Of course, the revelation of the Fifth as—spoiler alert—Mr. Peterssen’s father does feel like a game-changer in the series’ power dynamics, though it’s not clear how.  On the face of it, this seems to be the “old dude” Dane once saw with Elle at the family’s winter lodge, yet this would indicate that Eddie remains unaware of his own grandfather’s existence.  This is all turning out to be one big family conspiracy, which makes the nature and purpose of Jairus that much more mysterious.

If Jairus has become the driving focus of Mind the Gap, then Dr.

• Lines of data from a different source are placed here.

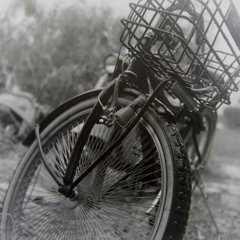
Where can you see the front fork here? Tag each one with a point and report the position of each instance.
(126, 117)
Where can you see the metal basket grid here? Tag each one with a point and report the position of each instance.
(189, 41)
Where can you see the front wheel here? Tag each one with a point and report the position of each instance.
(142, 190)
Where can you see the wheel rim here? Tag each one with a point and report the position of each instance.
(127, 212)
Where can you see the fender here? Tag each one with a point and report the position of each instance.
(82, 97)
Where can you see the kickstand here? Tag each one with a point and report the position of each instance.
(199, 183)
(44, 160)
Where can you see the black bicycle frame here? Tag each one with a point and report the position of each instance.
(134, 69)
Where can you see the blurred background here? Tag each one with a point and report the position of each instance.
(51, 50)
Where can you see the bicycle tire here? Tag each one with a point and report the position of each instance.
(34, 209)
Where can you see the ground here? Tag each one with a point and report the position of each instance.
(221, 179)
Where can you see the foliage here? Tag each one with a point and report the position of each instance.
(56, 53)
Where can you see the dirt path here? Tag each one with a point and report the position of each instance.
(222, 184)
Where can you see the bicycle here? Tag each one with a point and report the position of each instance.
(110, 163)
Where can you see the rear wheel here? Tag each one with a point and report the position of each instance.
(142, 190)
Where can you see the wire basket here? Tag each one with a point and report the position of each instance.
(195, 42)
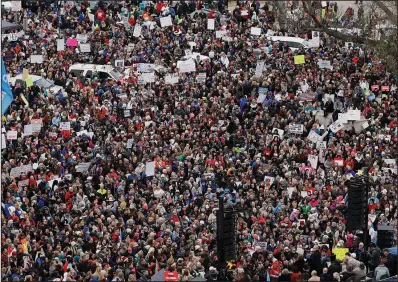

Gellar has moved into its direct orbit.  All along, she has been an important observer in the story’s events, watching her own place of work become a kind of stage as the characters move in and out, setting off bursts of activity and strangeness here and there.  Now we learn that she may have been the one (or one of the ones) to set all this into motion, as she recognizes a sample of Jairus as “my work[.]”

Interesting as Jairus is, it is simply a byproduct.  Elle remains the nucleus of the title, the center of its universe (as rudimentarily displayed on Eddie’s wall).  She has consistently rejected her own helplessness, defying her comatose state to interact with the plot.  Split across multiple brain-dead, communicating with her allies seemingly at random, it seems like she’s the one moving the pieces here.  “I’m tired,” she tells Jo, “Of being so many other people.  Other Elles.  A different person to everyone.”  To us, she’s been a victim; now she reveals that she has been an actor in her own fall, proving that everyone truly is a suspect and no one is innocent.

This is clearly the best work of Basri’s career thus far—that I have seen, anyway.  Here it looks like he’s taken the artistic evolution he showed on the appalling Voodoo to its most sophisticated stage.  Somehow he manages to make every character look attractive, though still distinct enough to be credible.  His emotional beats hit harder than ever, with greater subtlety and emotional truth than ever before.  Kholinne has similarly stepped up her coloring game, emulating the rich tones Arif Prianto established for this series, with all its strange mixture of warmth and coldness.

Conclusion: Mind the Gap has really gained some momentum now, and it begins to drag all of its characters with it, even the ones previously on the fringe.  With strong artistic support from Basri, this title has finally started to reveal signs of brilliance.

Grade: A-

-Minhquan Nguyen

Some Musings: – I sure hope Jeff Bowen and Hunter Bell are appreciating all this free plugging for [title of show].  Who’d ever have thought you’d see characters break out into an extended musical number in a comic?